Maass independently discovered ESNs while trying to mathematically model the behavior of feedback circuits in the brain. While Jaeger's black-box networks only use a highly simplified model of a neuron, Maass' model has more realistic neurons that communicate using trains of voltage spikes. Maass called these nonlinear systems "liquid-state networks," comparing them with the surface of a liquid.
For example, when a sugar cube is dropped into a cup of coffee, the surface begins to undulate in a complex pattern that gradually diminishes in amplitude until it reaches the original zero state. A similar phenomenon occurs when a reservoir of feedback neural nets are given a single-input set of data. Given a time-series of input events, the continual agitation of the liquid stores a running history of the input sequence, giving the network a built-in memory.
Maass has formulated a general mathematical model called a liquid-state machine, similar to the universal Turing machine model of digital computers.
Such liquid-state computers can be shown to be universal for time-series prediction in the sense that they can implement any time-invariant filter with fading memory. Those specifications cover any nonlinear filter that could be designed for real-world time series.
Actual liquids are not good models with which to work, however, when it comes to creating liquid-state computers. Although a convenient metaphor, liquids are modeled as a collection of nearest neighbors (the water molecules) acting on one another. Neural networks offer more complex interactions, which are needed to mimic the neural activity actually seen in nature. To solve that problem, Maass tried substituting some realistic models of neurons communicating with voltage spike trains along with models of synaptic connections. The input and output from the "liquid" network was also modeled as realistic spike trains. The goal was to see if the whole system would exhibit the type of signal processing found in the brain.
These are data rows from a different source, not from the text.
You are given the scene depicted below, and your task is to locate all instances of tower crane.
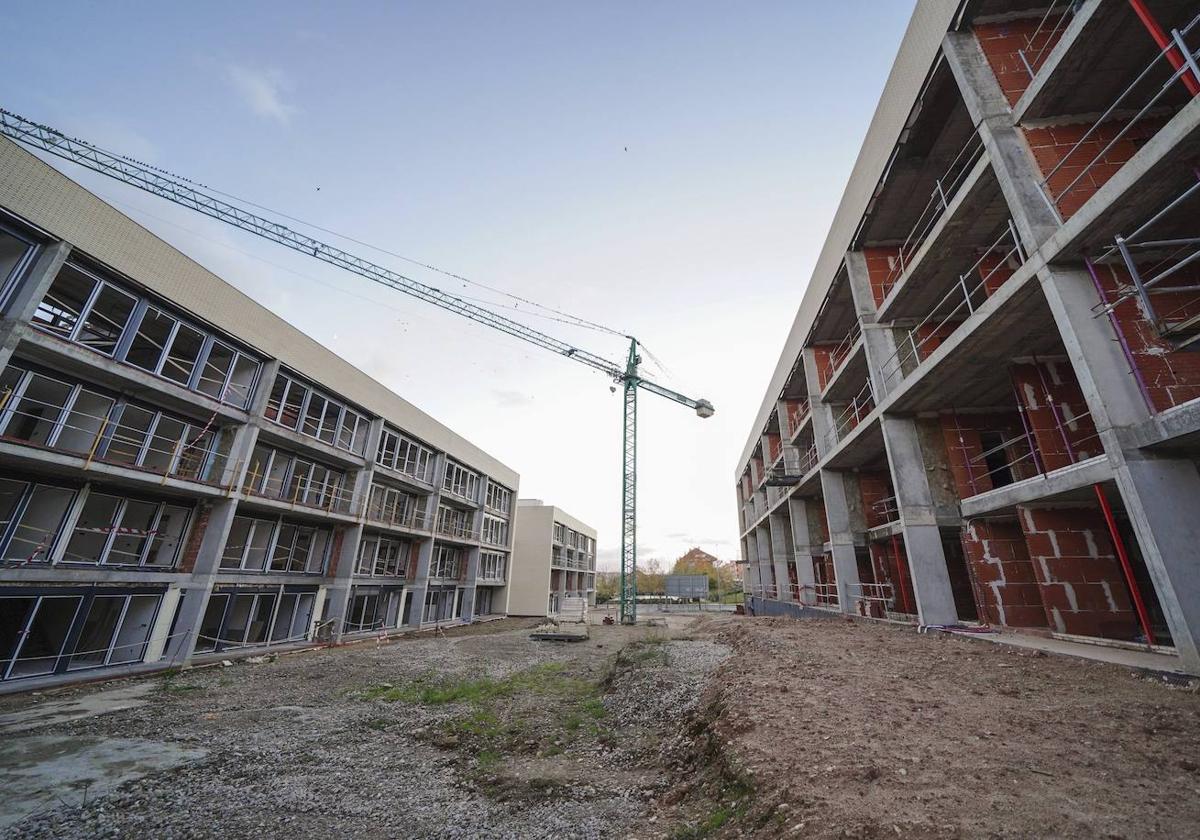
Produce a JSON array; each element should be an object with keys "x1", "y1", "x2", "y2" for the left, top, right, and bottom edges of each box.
[{"x1": 0, "y1": 108, "x2": 714, "y2": 625}]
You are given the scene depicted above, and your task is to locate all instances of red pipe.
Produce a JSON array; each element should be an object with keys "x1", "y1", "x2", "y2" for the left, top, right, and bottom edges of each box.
[
  {"x1": 1093, "y1": 484, "x2": 1157, "y2": 647},
  {"x1": 1127, "y1": 0, "x2": 1200, "y2": 97},
  {"x1": 891, "y1": 533, "x2": 914, "y2": 617}
]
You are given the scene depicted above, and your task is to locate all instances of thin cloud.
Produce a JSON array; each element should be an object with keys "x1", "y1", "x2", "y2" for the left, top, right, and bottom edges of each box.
[
  {"x1": 225, "y1": 63, "x2": 296, "y2": 123},
  {"x1": 492, "y1": 389, "x2": 534, "y2": 407}
]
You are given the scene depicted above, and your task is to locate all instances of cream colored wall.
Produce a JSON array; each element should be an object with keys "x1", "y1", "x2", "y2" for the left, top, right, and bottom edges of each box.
[{"x1": 507, "y1": 503, "x2": 555, "y2": 616}]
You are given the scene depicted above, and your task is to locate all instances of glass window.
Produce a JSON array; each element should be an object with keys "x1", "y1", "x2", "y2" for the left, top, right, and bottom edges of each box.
[
  {"x1": 3, "y1": 484, "x2": 74, "y2": 562},
  {"x1": 109, "y1": 595, "x2": 158, "y2": 664},
  {"x1": 318, "y1": 400, "x2": 341, "y2": 445},
  {"x1": 245, "y1": 520, "x2": 272, "y2": 571},
  {"x1": 4, "y1": 371, "x2": 72, "y2": 445},
  {"x1": 63, "y1": 493, "x2": 121, "y2": 564},
  {"x1": 0, "y1": 596, "x2": 37, "y2": 676},
  {"x1": 270, "y1": 524, "x2": 297, "y2": 571},
  {"x1": 8, "y1": 596, "x2": 83, "y2": 678},
  {"x1": 68, "y1": 596, "x2": 124, "y2": 670},
  {"x1": 32, "y1": 264, "x2": 96, "y2": 339},
  {"x1": 196, "y1": 341, "x2": 235, "y2": 400},
  {"x1": 105, "y1": 404, "x2": 155, "y2": 464},
  {"x1": 221, "y1": 517, "x2": 253, "y2": 569},
  {"x1": 0, "y1": 227, "x2": 35, "y2": 305},
  {"x1": 146, "y1": 505, "x2": 189, "y2": 567},
  {"x1": 301, "y1": 393, "x2": 326, "y2": 439},
  {"x1": 279, "y1": 379, "x2": 307, "y2": 430},
  {"x1": 357, "y1": 538, "x2": 378, "y2": 575},
  {"x1": 76, "y1": 284, "x2": 136, "y2": 355},
  {"x1": 162, "y1": 323, "x2": 204, "y2": 386},
  {"x1": 108, "y1": 499, "x2": 158, "y2": 565},
  {"x1": 144, "y1": 416, "x2": 187, "y2": 473},
  {"x1": 226, "y1": 354, "x2": 258, "y2": 409},
  {"x1": 265, "y1": 376, "x2": 288, "y2": 424},
  {"x1": 55, "y1": 388, "x2": 114, "y2": 453},
  {"x1": 126, "y1": 307, "x2": 176, "y2": 373}
]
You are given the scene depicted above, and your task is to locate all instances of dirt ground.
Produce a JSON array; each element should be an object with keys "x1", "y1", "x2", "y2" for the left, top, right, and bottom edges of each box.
[
  {"x1": 3, "y1": 611, "x2": 1199, "y2": 839},
  {"x1": 657, "y1": 615, "x2": 1200, "y2": 839}
]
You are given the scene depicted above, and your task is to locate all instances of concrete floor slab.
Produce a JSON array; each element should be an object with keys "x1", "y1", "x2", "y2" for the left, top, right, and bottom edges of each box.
[
  {"x1": 948, "y1": 628, "x2": 1193, "y2": 676},
  {"x1": 0, "y1": 682, "x2": 157, "y2": 734},
  {"x1": 0, "y1": 735, "x2": 206, "y2": 829}
]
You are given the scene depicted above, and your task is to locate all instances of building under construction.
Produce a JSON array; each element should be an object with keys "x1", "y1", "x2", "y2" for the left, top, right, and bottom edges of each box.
[
  {"x1": 0, "y1": 137, "x2": 519, "y2": 692},
  {"x1": 736, "y1": 0, "x2": 1200, "y2": 673}
]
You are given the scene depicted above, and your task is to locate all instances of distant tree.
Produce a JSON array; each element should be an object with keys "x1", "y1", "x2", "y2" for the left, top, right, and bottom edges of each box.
[
  {"x1": 669, "y1": 548, "x2": 741, "y2": 599},
  {"x1": 594, "y1": 571, "x2": 618, "y2": 603},
  {"x1": 636, "y1": 557, "x2": 665, "y2": 595}
]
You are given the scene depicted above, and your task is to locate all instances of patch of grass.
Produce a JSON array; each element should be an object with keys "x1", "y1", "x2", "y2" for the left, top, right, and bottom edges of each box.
[
  {"x1": 158, "y1": 671, "x2": 204, "y2": 694},
  {"x1": 581, "y1": 697, "x2": 607, "y2": 719},
  {"x1": 362, "y1": 717, "x2": 390, "y2": 731}
]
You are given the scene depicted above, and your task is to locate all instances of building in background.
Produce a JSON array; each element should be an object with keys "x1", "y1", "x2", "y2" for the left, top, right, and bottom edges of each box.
[
  {"x1": 508, "y1": 500, "x2": 596, "y2": 617},
  {"x1": 0, "y1": 137, "x2": 518, "y2": 693},
  {"x1": 736, "y1": 1, "x2": 1200, "y2": 673}
]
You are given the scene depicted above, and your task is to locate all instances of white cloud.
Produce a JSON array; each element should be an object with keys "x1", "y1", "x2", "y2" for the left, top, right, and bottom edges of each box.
[
  {"x1": 491, "y1": 389, "x2": 534, "y2": 407},
  {"x1": 225, "y1": 64, "x2": 296, "y2": 124}
]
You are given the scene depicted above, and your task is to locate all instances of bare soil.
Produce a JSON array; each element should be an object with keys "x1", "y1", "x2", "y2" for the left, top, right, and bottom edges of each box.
[{"x1": 656, "y1": 615, "x2": 1200, "y2": 839}]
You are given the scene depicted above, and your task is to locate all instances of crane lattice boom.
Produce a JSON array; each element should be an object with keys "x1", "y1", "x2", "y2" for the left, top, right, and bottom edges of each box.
[{"x1": 0, "y1": 107, "x2": 714, "y2": 625}]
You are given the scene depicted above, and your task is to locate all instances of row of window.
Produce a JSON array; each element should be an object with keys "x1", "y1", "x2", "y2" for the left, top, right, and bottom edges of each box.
[
  {"x1": 0, "y1": 590, "x2": 162, "y2": 681},
  {"x1": 485, "y1": 482, "x2": 512, "y2": 514},
  {"x1": 479, "y1": 551, "x2": 506, "y2": 582},
  {"x1": 31, "y1": 262, "x2": 261, "y2": 409},
  {"x1": 264, "y1": 372, "x2": 370, "y2": 455},
  {"x1": 365, "y1": 483, "x2": 425, "y2": 530},
  {"x1": 356, "y1": 535, "x2": 411, "y2": 578},
  {"x1": 1, "y1": 364, "x2": 233, "y2": 484},
  {"x1": 219, "y1": 515, "x2": 330, "y2": 575},
  {"x1": 552, "y1": 523, "x2": 595, "y2": 554},
  {"x1": 481, "y1": 515, "x2": 509, "y2": 547},
  {"x1": 243, "y1": 444, "x2": 351, "y2": 513},
  {"x1": 442, "y1": 460, "x2": 480, "y2": 502},
  {"x1": 376, "y1": 425, "x2": 436, "y2": 483},
  {"x1": 196, "y1": 587, "x2": 316, "y2": 653},
  {"x1": 430, "y1": 545, "x2": 464, "y2": 580},
  {"x1": 346, "y1": 585, "x2": 409, "y2": 632},
  {"x1": 1, "y1": 479, "x2": 190, "y2": 568},
  {"x1": 436, "y1": 505, "x2": 474, "y2": 541}
]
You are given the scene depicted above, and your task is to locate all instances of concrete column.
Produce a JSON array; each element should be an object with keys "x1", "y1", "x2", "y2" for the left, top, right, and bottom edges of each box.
[
  {"x1": 942, "y1": 31, "x2": 1060, "y2": 249},
  {"x1": 819, "y1": 470, "x2": 862, "y2": 613},
  {"x1": 803, "y1": 348, "x2": 839, "y2": 458},
  {"x1": 787, "y1": 496, "x2": 819, "y2": 603},
  {"x1": 769, "y1": 509, "x2": 792, "y2": 601},
  {"x1": 755, "y1": 523, "x2": 774, "y2": 596},
  {"x1": 1112, "y1": 456, "x2": 1200, "y2": 671},
  {"x1": 407, "y1": 537, "x2": 435, "y2": 627},
  {"x1": 0, "y1": 240, "x2": 70, "y2": 371},
  {"x1": 325, "y1": 418, "x2": 381, "y2": 640},
  {"x1": 460, "y1": 546, "x2": 481, "y2": 621},
  {"x1": 847, "y1": 251, "x2": 959, "y2": 624},
  {"x1": 880, "y1": 415, "x2": 959, "y2": 624}
]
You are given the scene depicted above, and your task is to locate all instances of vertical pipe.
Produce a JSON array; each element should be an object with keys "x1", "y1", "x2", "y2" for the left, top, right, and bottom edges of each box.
[
  {"x1": 1093, "y1": 483, "x2": 1157, "y2": 647},
  {"x1": 1127, "y1": 0, "x2": 1200, "y2": 96},
  {"x1": 951, "y1": 411, "x2": 980, "y2": 495},
  {"x1": 891, "y1": 533, "x2": 913, "y2": 616},
  {"x1": 1009, "y1": 366, "x2": 1046, "y2": 475},
  {"x1": 1032, "y1": 357, "x2": 1079, "y2": 464},
  {"x1": 1084, "y1": 257, "x2": 1155, "y2": 412}
]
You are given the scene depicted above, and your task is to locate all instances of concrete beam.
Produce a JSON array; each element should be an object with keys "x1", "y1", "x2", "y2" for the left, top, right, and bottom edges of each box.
[{"x1": 0, "y1": 241, "x2": 69, "y2": 371}]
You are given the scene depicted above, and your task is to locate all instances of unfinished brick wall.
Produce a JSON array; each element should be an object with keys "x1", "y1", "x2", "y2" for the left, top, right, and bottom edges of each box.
[
  {"x1": 327, "y1": 526, "x2": 346, "y2": 576},
  {"x1": 1011, "y1": 360, "x2": 1102, "y2": 470},
  {"x1": 752, "y1": 457, "x2": 763, "y2": 485},
  {"x1": 858, "y1": 471, "x2": 896, "y2": 529},
  {"x1": 177, "y1": 502, "x2": 212, "y2": 573},
  {"x1": 784, "y1": 399, "x2": 809, "y2": 435},
  {"x1": 1018, "y1": 505, "x2": 1139, "y2": 640},
  {"x1": 976, "y1": 249, "x2": 1019, "y2": 296},
  {"x1": 974, "y1": 16, "x2": 1071, "y2": 106},
  {"x1": 869, "y1": 537, "x2": 915, "y2": 615},
  {"x1": 938, "y1": 411, "x2": 1038, "y2": 498},
  {"x1": 1091, "y1": 262, "x2": 1200, "y2": 412},
  {"x1": 961, "y1": 518, "x2": 1048, "y2": 628},
  {"x1": 1022, "y1": 118, "x2": 1169, "y2": 220},
  {"x1": 766, "y1": 433, "x2": 781, "y2": 463},
  {"x1": 863, "y1": 246, "x2": 903, "y2": 307}
]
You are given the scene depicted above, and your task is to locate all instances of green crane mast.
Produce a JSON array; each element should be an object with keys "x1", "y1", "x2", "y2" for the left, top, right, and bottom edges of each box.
[{"x1": 0, "y1": 108, "x2": 714, "y2": 624}]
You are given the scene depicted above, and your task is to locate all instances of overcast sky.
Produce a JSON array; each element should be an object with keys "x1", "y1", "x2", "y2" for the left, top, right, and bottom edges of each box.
[{"x1": 0, "y1": 1, "x2": 913, "y2": 571}]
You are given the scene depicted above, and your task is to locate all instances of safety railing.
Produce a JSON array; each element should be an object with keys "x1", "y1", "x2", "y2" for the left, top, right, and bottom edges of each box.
[
  {"x1": 363, "y1": 499, "x2": 430, "y2": 531},
  {"x1": 1094, "y1": 174, "x2": 1200, "y2": 341},
  {"x1": 871, "y1": 495, "x2": 899, "y2": 525},
  {"x1": 242, "y1": 468, "x2": 360, "y2": 516},
  {"x1": 1037, "y1": 13, "x2": 1200, "y2": 217},
  {"x1": 788, "y1": 582, "x2": 839, "y2": 608},
  {"x1": 0, "y1": 387, "x2": 233, "y2": 486},
  {"x1": 826, "y1": 379, "x2": 875, "y2": 448},
  {"x1": 849, "y1": 581, "x2": 895, "y2": 618},
  {"x1": 877, "y1": 222, "x2": 1026, "y2": 390},
  {"x1": 1017, "y1": 3, "x2": 1077, "y2": 79},
  {"x1": 785, "y1": 399, "x2": 811, "y2": 438},
  {"x1": 435, "y1": 517, "x2": 475, "y2": 540},
  {"x1": 820, "y1": 322, "x2": 863, "y2": 389},
  {"x1": 878, "y1": 131, "x2": 988, "y2": 300}
]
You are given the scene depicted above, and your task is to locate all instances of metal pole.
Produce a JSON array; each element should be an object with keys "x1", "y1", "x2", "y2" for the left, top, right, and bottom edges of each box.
[
  {"x1": 619, "y1": 338, "x2": 639, "y2": 625},
  {"x1": 1093, "y1": 484, "x2": 1158, "y2": 647}
]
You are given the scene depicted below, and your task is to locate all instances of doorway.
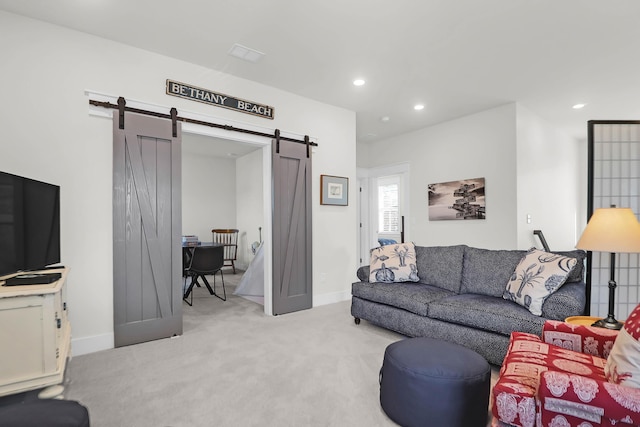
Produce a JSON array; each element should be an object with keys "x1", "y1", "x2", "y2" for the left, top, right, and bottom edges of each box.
[
  {"x1": 180, "y1": 125, "x2": 274, "y2": 316},
  {"x1": 357, "y1": 163, "x2": 410, "y2": 265}
]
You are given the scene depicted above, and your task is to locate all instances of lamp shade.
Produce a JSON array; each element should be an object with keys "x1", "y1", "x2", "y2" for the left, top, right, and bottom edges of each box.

Experiments with quite simple neural nets revealed a wide variety of network activity. It was discovered that a small reservoir of neurons could implement any finite-state machine, a computational approach that is used to process time series in engineered control systems. To verify the generality of these networks, Maass chose a series of randomly selected finite-state machines and found that in each case, its operation could be reproduced by adjusting only the weights of the output neurons.